Surveys in recent years have indicated a majority of Americans support legalizing the recreational use of pot. Last year, New York became the 15th state to legalize recreational use.
But congressional efforts to translate cross-party support into federal law have hit snags in the Senate.
The House passed a cannabis decriminalization bill late in 2020 on a mostly party-line vote. And in July, Schumer, D-N.Y., introduced draft legislation meant to dispense with cannabis’ classification under the Controlled Substances Act and to create a path for federal regulation.
The introduction of the 163-page draft bill in the Senate proved a symbolically potent moment, but has not yet borne fruit.
Schumer said Friday that he intends to intensify his outreach on the issue in the coming weeks and to introduce final decriminalization legislation before a nationwide push.
He said he hopes to finalize the bill in the next “several months,” and he met with drug policy activists late last month, discussing the need to pass legislation that targets inequities that resulted from past policies.
“As majority leader, I can set priorities. This is a priority,” Schumer said in a news conference, joined by New York Democratic Reps. Jerrold Nadler and Nydia Velazquez outside the Manhattan Municipal Building.
“All across the country, states are legalizing,” Schumer said. “All across the country, minds are changing.”
President Joe Biden has not, however, made marijuana laws a priority. Though the president supports decriminalizing marijuana, he has not supported legalizing it, and he did not immediately warm to the Senate proposal last year.
“The president supports leaving decisions regarding legalization for recreational use up to the states,” Jen Psaki, the White House press secretary, said last April.
Psaki noted that the president also supports moving marijuana from Schedule I, which includes heroin and LSD, to Schedule II, another category of high-risk drugs that includes cocaine and methamphetamine.
Schumer said he has not yet secured Biden’s endorsement for the legislation.
“We’re talking to the president on this issue,” Schumer told the Daily News.
The White House did not respond to a request for comment.
Schumer also said a few Republicans have gotten behind the bill. “Not as many as we’d like,” Schumer added, noting significant support for decriminalization among Republican voters.
Schumer would need support from at least 10 GOP lawmakers to push the bill through the Senate.
In 2012, Washington and Colorado became the first two states to legalize recreational marijuana use. Today, 18 states have legalized recreational use, and 37 have legalized medical use, according to a count by the National Conference of State Legislatures.
Deep-red South Dakota voted to legalize recreational marijuana use, though the vote was nullified by a court decision.

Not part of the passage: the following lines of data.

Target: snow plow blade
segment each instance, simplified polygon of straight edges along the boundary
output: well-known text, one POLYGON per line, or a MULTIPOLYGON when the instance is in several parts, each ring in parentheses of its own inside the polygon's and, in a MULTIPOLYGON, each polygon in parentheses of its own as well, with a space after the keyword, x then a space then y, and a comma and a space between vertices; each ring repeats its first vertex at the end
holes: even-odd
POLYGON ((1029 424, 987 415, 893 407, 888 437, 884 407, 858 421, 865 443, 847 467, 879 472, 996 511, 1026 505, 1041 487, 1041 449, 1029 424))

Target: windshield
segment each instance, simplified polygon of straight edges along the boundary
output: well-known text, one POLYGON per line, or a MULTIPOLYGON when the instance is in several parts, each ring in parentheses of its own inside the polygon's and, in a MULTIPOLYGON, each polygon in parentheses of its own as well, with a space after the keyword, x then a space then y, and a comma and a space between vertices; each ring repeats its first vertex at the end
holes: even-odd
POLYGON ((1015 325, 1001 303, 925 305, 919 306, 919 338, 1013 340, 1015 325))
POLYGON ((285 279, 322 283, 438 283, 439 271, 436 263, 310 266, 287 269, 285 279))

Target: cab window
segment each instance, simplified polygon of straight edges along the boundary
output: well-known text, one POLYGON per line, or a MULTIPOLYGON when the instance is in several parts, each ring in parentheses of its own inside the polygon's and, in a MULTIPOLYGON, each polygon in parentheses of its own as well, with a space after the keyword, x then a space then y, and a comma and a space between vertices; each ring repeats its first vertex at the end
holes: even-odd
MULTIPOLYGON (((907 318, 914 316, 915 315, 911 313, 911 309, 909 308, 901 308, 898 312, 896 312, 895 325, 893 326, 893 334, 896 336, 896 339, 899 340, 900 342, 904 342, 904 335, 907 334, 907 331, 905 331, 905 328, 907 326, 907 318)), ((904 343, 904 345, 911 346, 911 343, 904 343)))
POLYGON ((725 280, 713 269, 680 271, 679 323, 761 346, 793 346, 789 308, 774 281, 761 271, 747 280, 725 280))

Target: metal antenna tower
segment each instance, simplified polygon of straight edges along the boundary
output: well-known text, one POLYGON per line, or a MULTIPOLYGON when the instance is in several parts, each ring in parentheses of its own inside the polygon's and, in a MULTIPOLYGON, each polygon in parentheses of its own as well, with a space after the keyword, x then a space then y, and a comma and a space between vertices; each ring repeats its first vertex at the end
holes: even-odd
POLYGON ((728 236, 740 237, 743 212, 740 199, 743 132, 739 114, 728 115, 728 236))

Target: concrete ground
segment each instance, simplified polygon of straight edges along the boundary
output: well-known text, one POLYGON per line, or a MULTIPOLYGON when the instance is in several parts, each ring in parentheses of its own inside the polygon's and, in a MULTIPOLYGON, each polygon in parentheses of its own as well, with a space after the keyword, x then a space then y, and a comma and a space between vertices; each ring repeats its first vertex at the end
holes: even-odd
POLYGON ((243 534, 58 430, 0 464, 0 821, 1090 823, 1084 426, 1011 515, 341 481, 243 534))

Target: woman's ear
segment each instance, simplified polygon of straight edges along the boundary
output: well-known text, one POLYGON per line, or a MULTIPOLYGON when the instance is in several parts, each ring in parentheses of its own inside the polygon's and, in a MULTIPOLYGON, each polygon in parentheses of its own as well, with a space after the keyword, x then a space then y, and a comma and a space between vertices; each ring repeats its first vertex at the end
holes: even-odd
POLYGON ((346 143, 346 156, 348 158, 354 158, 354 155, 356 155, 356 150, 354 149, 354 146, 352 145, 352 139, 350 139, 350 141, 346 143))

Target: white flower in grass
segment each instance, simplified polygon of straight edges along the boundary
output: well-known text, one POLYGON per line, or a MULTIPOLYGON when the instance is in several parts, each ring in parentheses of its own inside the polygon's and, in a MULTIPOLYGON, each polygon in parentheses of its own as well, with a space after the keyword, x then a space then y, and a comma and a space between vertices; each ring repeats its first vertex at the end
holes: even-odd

In the news conference, Nadler, the lead sponsor of the House decriminalization bill, blamed “misinformation” and “racially biased stereotypes” for America’s historically heavy-handed legal approach to marijuana.
And Velazquez described an opportunity to unlock economic opportunities for small businesses as she pointed to lopsided polling.
“Two-thirds of Americans believe it is time to legalize marijuana,” Velazquez said. “Congress must get on board with the times.”